Avatar of Gerhard Veits Gerhard Veits | 05. Dezember 2022 | Recht

 

§ 20 VersVG (Vorvertragliche Anzeigepflicht)

 

(1) Der Rücktritt ist nur innerhalb eines Monates zulässig. Die Frist beginnt mit dem Zeitpunkt, in welchem der Versicherer von der Verletzung der Anzeigepflicht Kenntnis erlangt.

 

(2) Der Rücktritt ist gegenüber dem Versicherungsnehmer zu erklären. Im Falle des Rücktrittes sind, soweit dieses Bundesgesetz nicht in Ansehung der Prämie etwas anderes bestimmt, beide Teile verpflichtet, einander die empfangenen Leistungen zurückzugewähren; eine Geldsumme ist von dem Zeitpunkt des Empfanges an zu verzinsen.

 

Grundsätzliches

Durch diese Bestimmung wird das Rücktrittsrecht des VR im Falle einer Verletzung der Anzeigepflicht durch den VN zeitlich begrenzt. Der VR muss demnach nach Kenntnis von der Anzeigepflichtverletzung innerhalb eines Monats den Vertragsrücktritt erklären. Macht der VR nicht fristgerecht von seinem Rücktrittsrecht Gebrauch, bleibt der Versicherungsvertrag bestehen. Sowohl das Rücktrittsrecht als auch die mögliche Leistungsfreiheit wegen des nicht oder falsch angezeigten Risikoumstandes kann der VR zu einem späteren Zeitpunkt nicht mehr einwenden. Damit wird es dem VR verunmöglicht, seine diesbezüglichen Rechte „auf Vorrat“ zu nehmen und parallel dazu weiterhin Prämien vorzuschreiben.

 

Beginn der Monatsfrist

Die Rücktrittsfrist beginnt zu laufen, sobald der VR Kenntnis von der Verletzung der Anzeigepflicht durch den VN hat. Dazu ist erforderlich, dass der Kenntnisstand des VR so weitreichend ist, dass er vom Vorliegen einer Anzeigepflichtverletzung ausgehen kann. Der VR muss also in Erfahrung gebracht haben, dass der VN einen Risikoumstand falsch oder gar nicht angezeigt hat, obwohl er diesen Umstand bereits bei Vertragsschluss kannte.
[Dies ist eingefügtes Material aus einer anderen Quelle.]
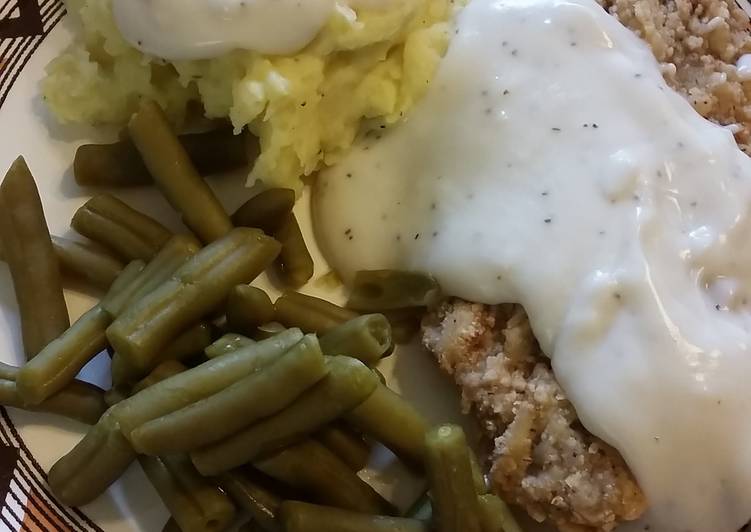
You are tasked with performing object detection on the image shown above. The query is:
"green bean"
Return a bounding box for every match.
[317,424,371,472]
[219,470,282,532]
[100,235,201,318]
[107,228,280,371]
[17,259,151,405]
[131,360,188,394]
[71,194,172,261]
[227,285,274,335]
[273,214,314,288]
[132,335,327,455]
[275,292,358,334]
[191,356,377,474]
[253,322,288,340]
[205,333,255,359]
[74,128,254,187]
[280,501,428,532]
[255,439,394,515]
[405,491,432,521]
[424,425,482,532]
[478,494,523,532]
[0,377,106,424]
[345,382,428,470]
[111,322,211,386]
[347,271,440,312]
[52,236,125,290]
[319,314,392,366]
[16,305,110,405]
[128,100,233,243]
[0,157,69,359]
[231,188,296,234]
[139,454,236,532]
[112,329,303,437]
[48,409,136,506]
Ein bloßer Verdacht des VR setzt die Monatsfrist noch nicht in Gang. Hingegen muss der VR bei Vorliegen von Indizien, die eine Anzeigepflichtverletzung des VN nahe legen, reagieren. Hat der VR die Möglichkeit, sich Klarheit über die Verletzung zu verschaffen, darf er diese Aufklärung nicht verzögern. Unterlässt er die Erhebung in angemessener Frist, so beginnt die Rücktrittsfrist mit dem Zeitpunkt zu laufen, zu dem er sich die erforderliche Klarheit hätte verschaffen können. Die Monatsfrist kann mehrfach laufen, wenn etwa der VR von mehreren, unterschiedlichen Anzeigepflichtverletzungen zu jeweils anderen Zeitpunkten erfährt.

 

Kenntnis des Versicherers

Die Kenntnis des VR über die Verletzung der Anzeigepflicht durch den VN ist jedenfalls gegeben, wenn ein gesetzlicher Vertreter, ein sonstiges verantwortliches Organ oder ein mit der Vertragsverwaltung befasster Mitarbeiter Kenntnis davon erlangt. Von einer Kenntnis des VR ist ebenso auszugehen, wenn ein Abschlussagent oder ein Vermittlungsagent solche Umstände im Rahmen seiner Berufsausübung in Erfahrung bringt.

 

Beweislast

Wendet der VN ein, dass der VR sein Rücktrittsrecht nicht fristgerecht ausgeübt habe, so ist er beweispflichtig dafür, wann der VR Kenntnis von der Anzeigepflichtverletzung erlangt hat. 

 

Sonderbestimmungen in der Lebens- und Krankenversicherung

Für die Lebensversicherung und die Krankenversicherung sieht das VersVG eine zeitliche Beschränkung des Rücktrittsrechts des VR mit drei Jahren vor. Die Frist beginnt mit Vertragsabschluss und läuft unabhängig von einer Kenntnisnahme des VR von der Verletzung der Anzeigepflicht durch den VN. Hat aber der VN arglistig gegen die Anzeigepflicht verstoßen, gilt diese 3-Jahresfrist nicht.

 

In der Lebensversicherung gilt diesbezüglich § 163 VersVG

Wegen einer Verletzung der dem Versicherungsnehmer beim Abschluss des Vertrages obliegenden Anzeigepflicht kann der Versicherer vom Vertrag nicht mehr zurücktreten, wenn seit dem Abschluss drei Jahre verstrichen sind. Das Rücktrittsrecht bleibt bestehen, wenn die Anzeigepflicht arglistig verletzt worden ist.

 

In der Lebensversicherung gilt diesbezüglich § 178k VersVG

Wegen einer Verletzung der dem Versicherungsnehmer beim Abschluss des Vertrags obliegenden Anzeigepflicht kann der Versicherer vom Vertrag nicht mehr zurücktreten oder den Vertrag kündigen, wenn seit dem Abschluss drei Jahre verstrichen sind. Das Rücktrittsrecht bleibt jedoch bestehen, wenn die Anzeigepflicht arglistig verletzt worden ist.